If you’ve ever done regression analysis, then you’re probably familiar with some of the diagnostic plots that you get out of the work. If you’re not, I’d encourage you to read up on regression analysis, because there’s far more to it than just getting an r-squared or even r-squared (adjusted). You need to examine the diagnostic plots of the residuals to understand if the model is decent. And one of the most frequently used diagnostic plots is the normality plot of the residuals.
The assumption regarding the residuals is that they are normally distributed around a mean of zero. But sometimes the residuals wander away, and then what do you do? There are lots of ways that this could happen, but I’ll show you two – fat tails and short tails.
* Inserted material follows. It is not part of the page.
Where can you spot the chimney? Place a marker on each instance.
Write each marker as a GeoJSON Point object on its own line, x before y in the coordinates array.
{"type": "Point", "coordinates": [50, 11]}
Short tails looks like this on the normality plot:
Notice the distinct “S” shape to the residuals. It’s also an easy mnemonic device – “S” shape = short tails. Short tails indicate that the data is more tightly packed around the mean than a normal distribution would expect. In the simple example I’ve created above, one way to get short tails is to have 2 populations with the same mean but different variances. For example, one has a mean of 0 and standard deviation of 1, while the other has a mean of 0 and standard deviation of 0.5. The other possibility is that you have a single population whose error varies more (or less) as the independent variable increases. In either case, there’s more data close to the mean than you’d expect.
The other option is fat tails, and looks like this:
I guess you could call it the opposite of the “S” shape that you see in short tails. Fat tails occur when you have a missing explanatory variable that defines two different levels for the dependent variable. For example, you might have two populations, one with a mean of 0 and standard deviation of 0.5 and the other with a mean of 1 and standard deviation of 0.5. Notice that in this case it’s the means that are different instead of the standard deviation.
The great thing about fat tails is you can go looking for another explanatory variable to correct this error. For short tails, I’m not certain there’s a lot you can do, but I have to admit I’m no doctorate in statistics. You may be able to calculate a percent error instead of an absolute error if the issue is increasing variance as the independent variable increases, but there may be other corrections that I’m unaware of.
What’s important to note is that even if the residual plots aren’t what you desired, they can still help you learn about what’s going on and then you can use that information to improve your software processes. We learn when we fail, so rather than shrug and give up on a failed model, see what you can take away from it. Fat and short tails are at least two things to get you started.